LA: I read a lot of books this summer, and used many resources from [my Waldorf Teacher Training]. The topic of diversity was an integral part of my intensive through Antioch University [Waldorf teacher summer intensive training], and I gained a lot of resources from other teachers, and from the women who lead the course. I used Howard Zinn’s book, and a selection of books that told the  African-American, Indigenous Peoples and Latinx versions of the history of the United States. I also used a wonderful book titled, Unhealed History of Richmond, which has been a great resource as well. My students just read a chapter on the slave trade here in Richmond. They learned about Lumpkin’s Jail and its horrible operation. There are so many details and perspectives that are left out of traditional history books.

VH: One of the things I have gained from my own unlearning is that ordinary people can go through great adversity and struggle for what is right, and maybe they won’t see that ripple in their lifetime, but it will live on and that ripple effect can do something powerful.  I think you are starting that ripple in your students, too.

LA: Yes, that is my hope, for the students to see that individuals who face insurmountable challenges can still make an impact for positive change in the world. That’s much of what they’ve been hearing throughout this history block. We had a parent who offered to share an amazing autobiography of a Native American, Samson Occum. This parent luckily for us, did a lot of work on her dissertation around Native American untold stories. Samson was a Native American who was educated by one of the New England ministers and ended up opening a boarding school for Native American children. In his autobiography, he points out that he felt used for much of his life. When he started his own school, he decided to teach his students in a different way. Ultimately, the importance of preserving his culture throughout his lessons was a significant takeaway for my students. We were so fortunate to have a parent with so much knowledge of this topic share her passion and research.

VH: What type of work are students producing in the classroom around this intense history block?

LA: For main lesson work, they’ve been working on individual compositions. It can be difficult for an 8th grader to articulate these enormously complex thoughts. Timelines have been a really helpful learning tool, especially as we move into studying the civil war and the events leading up to it.  Some students are very comfortable sharing their opinions while others are processing the material more inwardly and through their writing.

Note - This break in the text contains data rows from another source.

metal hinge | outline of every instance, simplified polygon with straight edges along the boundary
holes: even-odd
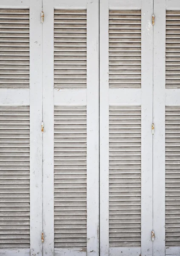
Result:
[[[44,22],[44,12],[41,12],[41,23],[43,23]]]
[[[41,123],[41,131],[42,132],[43,132],[44,131],[44,123],[43,122]]]
[[[152,241],[154,240],[154,230],[152,230],[151,232],[151,239]]]
[[[154,134],[154,124],[152,124],[152,134]]]
[[[155,17],[154,15],[153,14],[152,15],[152,26],[154,25]]]
[[[43,231],[41,233],[41,241],[42,243],[44,241],[44,232]]]

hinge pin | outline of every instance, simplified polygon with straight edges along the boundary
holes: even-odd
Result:
[[[41,12],[41,23],[43,23],[44,22],[44,12]]]
[[[154,134],[154,124],[152,124],[152,134]]]
[[[154,25],[155,17],[154,15],[153,14],[152,15],[152,26]]]
[[[43,132],[44,131],[44,123],[43,122],[41,123],[41,131],[42,132]]]
[[[43,232],[41,233],[41,241],[42,243],[44,241],[44,232]]]
[[[152,241],[153,241],[154,240],[154,230],[152,230],[152,231],[151,232],[151,238]]]

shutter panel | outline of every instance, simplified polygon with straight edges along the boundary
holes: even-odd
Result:
[[[98,5],[43,0],[45,255],[99,254]]]
[[[141,87],[141,11],[109,11],[109,87]]]
[[[166,11],[166,88],[180,87],[180,11]]]
[[[180,107],[166,110],[166,245],[180,246]]]
[[[29,107],[0,116],[0,248],[29,248]]]
[[[0,4],[0,255],[4,256],[42,256],[42,3]]]
[[[29,10],[0,9],[0,88],[29,87]]]
[[[100,253],[151,255],[153,2],[100,10]]]
[[[140,246],[140,107],[110,106],[109,246]]]
[[[86,111],[54,107],[54,246],[86,246]]]
[[[54,10],[54,87],[86,87],[86,11]]]

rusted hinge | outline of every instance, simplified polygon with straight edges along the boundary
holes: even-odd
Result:
[[[154,134],[154,124],[152,124],[152,134]]]
[[[41,233],[41,241],[42,243],[44,241],[44,232],[43,231]]]
[[[151,232],[151,238],[152,241],[154,240],[154,230],[152,230]]]
[[[43,23],[44,22],[44,12],[41,12],[41,23]]]
[[[43,132],[44,131],[44,123],[43,122],[41,123],[41,131],[42,132]]]
[[[154,25],[155,17],[154,15],[153,14],[152,15],[152,26]]]

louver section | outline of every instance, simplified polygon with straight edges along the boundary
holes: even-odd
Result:
[[[166,86],[180,88],[180,11],[166,11]]]
[[[110,107],[109,178],[109,246],[140,246],[140,107]]]
[[[29,86],[29,11],[0,9],[0,87]]]
[[[86,110],[55,106],[54,246],[86,245]]]
[[[166,244],[180,246],[180,107],[166,110]]]
[[[54,87],[86,86],[86,11],[54,10]]]
[[[0,248],[29,247],[29,108],[0,107]]]
[[[109,11],[110,87],[141,87],[141,11]]]

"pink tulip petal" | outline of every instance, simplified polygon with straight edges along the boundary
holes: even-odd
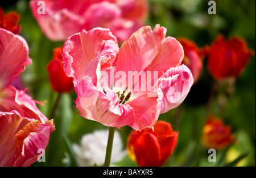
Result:
[[[15,110],[0,111],[0,166],[13,165],[16,154],[15,135],[31,121]]]
[[[172,68],[159,79],[163,92],[160,113],[164,113],[179,105],[185,99],[193,83],[191,72],[185,65]]]
[[[99,91],[87,76],[75,88],[77,109],[84,118],[109,127],[120,128],[133,121],[133,109],[118,104],[117,94],[106,89],[106,94]]]
[[[136,130],[151,128],[156,122],[160,114],[162,93],[155,97],[149,97],[148,94],[142,95],[127,103],[134,112],[134,121],[129,125]]]
[[[74,85],[82,79],[89,63],[101,52],[106,40],[117,44],[109,30],[94,28],[71,36],[63,47],[64,70],[68,77],[74,78]]]
[[[168,36],[166,38],[158,55],[145,69],[146,80],[139,80],[135,84],[134,89],[139,89],[133,94],[139,96],[154,89],[152,87],[156,84],[158,78],[168,69],[180,65],[183,57],[184,52],[180,44],[174,38]],[[151,72],[148,73],[151,76],[148,76],[147,71]],[[158,74],[155,74],[155,72],[157,72]],[[146,89],[142,89],[142,86],[144,86]]]
[[[156,26],[154,31],[149,26],[136,31],[119,49],[117,71],[123,71],[127,76],[129,71],[143,71],[159,52],[166,32],[166,29],[159,26]],[[133,85],[128,86],[132,90]]]
[[[6,88],[1,92],[0,97],[0,110],[10,112],[15,110],[19,112],[22,117],[34,118],[44,122],[48,121],[47,118],[41,113],[36,106],[35,101],[25,93],[15,89],[12,86]]]
[[[0,28],[0,90],[7,87],[31,63],[28,47],[20,36]]]
[[[82,26],[85,19],[81,18],[76,12],[66,8],[69,7],[70,3],[66,4],[61,2],[57,3],[54,1],[44,1],[46,5],[45,14],[43,14],[38,13],[42,7],[38,5],[38,1],[31,1],[30,8],[42,31],[51,40],[65,40],[68,36],[82,29]],[[66,6],[67,7],[65,7]],[[56,9],[56,7],[60,6],[63,6],[63,9]]]
[[[106,24],[121,17],[122,11],[119,7],[112,3],[103,1],[90,6],[86,10],[85,17],[87,19],[85,29],[90,30],[96,27],[109,28]]]
[[[54,130],[53,120],[44,123],[33,121],[15,135],[16,156],[14,166],[30,166],[35,162],[49,142],[50,133]],[[39,150],[40,151],[40,150]]]

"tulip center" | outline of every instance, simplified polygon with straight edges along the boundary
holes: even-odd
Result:
[[[118,87],[113,87],[112,90],[117,94],[119,98],[119,104],[124,105],[126,101],[127,101],[131,97],[131,92],[126,92],[128,87],[126,87],[124,90],[121,89]],[[105,94],[106,94],[106,90],[103,89],[103,92]]]

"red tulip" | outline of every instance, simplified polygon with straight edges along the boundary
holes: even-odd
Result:
[[[131,159],[139,166],[162,166],[172,154],[177,144],[178,133],[170,123],[158,121],[152,129],[129,135],[127,149]]]
[[[63,70],[61,52],[62,47],[53,49],[53,56],[47,65],[47,71],[53,90],[59,93],[70,92],[74,86],[72,78],[68,77]]]
[[[204,126],[202,140],[207,148],[223,149],[233,141],[231,127],[225,126],[220,118],[210,117]]]
[[[14,34],[18,34],[20,31],[20,26],[18,26],[19,15],[15,12],[10,12],[5,14],[0,7],[0,28],[11,31]]]
[[[225,41],[224,36],[220,35],[210,47],[209,71],[217,80],[237,77],[253,53],[243,39],[234,37]]]

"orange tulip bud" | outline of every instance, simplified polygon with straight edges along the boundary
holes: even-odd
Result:
[[[231,127],[225,126],[218,118],[209,118],[203,130],[203,144],[207,148],[221,150],[233,141]]]

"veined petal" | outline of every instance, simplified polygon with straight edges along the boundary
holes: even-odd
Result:
[[[45,151],[50,133],[55,130],[53,120],[44,123],[35,120],[28,123],[15,135],[16,156],[14,166],[30,166]]]
[[[166,28],[156,25],[154,31],[150,26],[143,27],[134,32],[120,48],[116,65],[117,71],[140,72],[152,63],[158,55],[164,39]],[[133,84],[137,81],[134,81]],[[132,90],[133,86],[129,86]]]
[[[25,91],[19,90],[12,86],[6,88],[0,93],[0,110],[10,112],[15,110],[22,117],[34,118],[44,122],[47,118],[41,113],[36,106],[35,101],[25,93]]]
[[[168,70],[159,80],[159,89],[163,94],[160,113],[179,106],[188,94],[193,82],[191,72],[185,65]]]
[[[157,96],[154,97],[148,97],[148,93],[144,94],[127,103],[134,112],[134,121],[129,126],[136,130],[151,128],[158,119],[162,93],[156,93]]]
[[[31,62],[26,40],[0,28],[0,90],[10,85]]]
[[[105,42],[112,40],[117,44],[115,37],[108,29],[94,28],[82,31],[69,37],[63,47],[63,67],[68,77],[74,78],[74,85],[82,79],[88,64],[98,55]]]
[[[38,0],[31,1],[30,8],[43,32],[53,41],[65,40],[71,35],[80,31],[84,23],[84,18],[69,10],[70,3],[67,1],[44,1],[45,11],[39,6]],[[59,1],[59,2],[56,2]],[[69,6],[68,6],[69,5]],[[57,7],[63,7],[57,9]],[[77,5],[77,7],[81,8]],[[40,12],[42,14],[39,13]],[[45,14],[43,14],[45,13]]]
[[[163,40],[158,55],[145,69],[146,80],[141,80],[134,84],[133,94],[137,96],[151,91],[159,78],[172,67],[180,65],[184,57],[184,52],[181,45],[176,39],[167,37]],[[156,74],[156,73],[157,74]],[[144,87],[143,89],[142,87]]]
[[[106,89],[106,94],[99,91],[88,76],[75,88],[77,109],[84,118],[109,126],[120,128],[133,121],[133,108],[118,104],[117,94]]]
[[[33,120],[20,117],[15,110],[0,111],[0,166],[12,166],[16,154],[15,135]]]

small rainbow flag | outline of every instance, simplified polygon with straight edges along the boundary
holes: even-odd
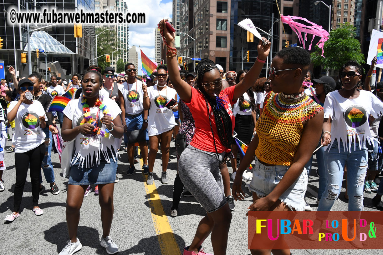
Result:
[[[241,154],[241,157],[243,158],[243,157],[245,156],[245,153],[247,151],[247,148],[249,148],[249,146],[236,137],[234,138],[236,139],[236,143],[237,144],[237,146],[238,146],[238,148],[239,149],[239,154]],[[237,157],[236,155],[235,155],[234,156],[236,158]],[[242,161],[242,159],[241,159],[241,161]],[[250,164],[249,169],[251,170],[252,168],[253,167],[251,166],[251,164]]]
[[[77,89],[72,88],[65,92],[65,94],[62,94],[62,96],[69,98],[69,99],[72,99],[73,97],[74,93],[76,92],[76,90],[77,90]]]
[[[150,76],[153,71],[157,68],[157,65],[144,54],[142,50],[141,50],[141,62],[142,65],[143,75],[146,74],[147,76]]]
[[[52,99],[51,105],[47,112],[55,110],[62,112],[71,99],[64,96],[56,96]]]

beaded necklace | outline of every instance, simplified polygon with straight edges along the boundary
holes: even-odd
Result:
[[[95,104],[95,106],[98,107],[98,110],[96,115],[96,120],[94,121],[92,121],[93,117],[90,114],[90,109],[89,108],[89,106],[87,103],[87,99],[85,96],[83,95],[82,98],[81,99],[81,105],[82,106],[82,110],[84,112],[84,119],[87,123],[89,123],[91,125],[94,126],[94,128],[92,135],[84,135],[86,136],[94,137],[98,135],[100,136],[107,138],[109,136],[109,133],[110,132],[106,128],[105,128],[105,131],[101,130],[101,128],[99,127],[100,122],[101,121],[101,112],[102,110],[102,113],[104,115],[109,115],[109,110],[106,109],[106,106],[102,102],[103,101],[99,98],[97,98]]]
[[[286,98],[282,93],[270,92],[264,112],[277,122],[295,123],[310,119],[323,108],[303,93],[295,98]]]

Student artwork of Mary Bowser, an enslaved Richmond woman who acted as a spy for the Union Army.
Student artwork of Mary Bowser, an enslaved Richmond woman who acted as a spy for the Union Army.
Student artwork of abolitionist, orator, and writer Frederick Douglass.
Student artwork of abolitionist, orator, and writer Frederick Douglass.


VH: What’s next in this study for your students? 

LA: Well, we will have one more History block that will carry us through to modern times. We’ll take a tour of different parts of Richmond in the spring, walking along the slave trail, visiting the African burial grounds, going to the home of Maggie Walker and learning about our city’s history in a more experiential way. 

VH: This work is so critical for our school and our students, especially with this pandemic and seeing the inequity in education. I feel that we have a responsibility to do better, and unlearn some of what has been ingrained. 

LA: I completely agree. I’m glad that we’re doing this work in earnest, and I’m so grateful to have the RWS Diversity Equity and Inclusion Committee supporting us and doing their work as well. My hope, as we move forward, is to have someone who is trained come and talk to our students. I’m opening the conversation, but to have someone with the tools to continue that conversation will be crucial..

VH: Thank you, Letitia. You are an amazing teacher and your dedication to your students does not go unnoticed!

LA: Thank you, Val. It’s been an honor to walk through this study with my students.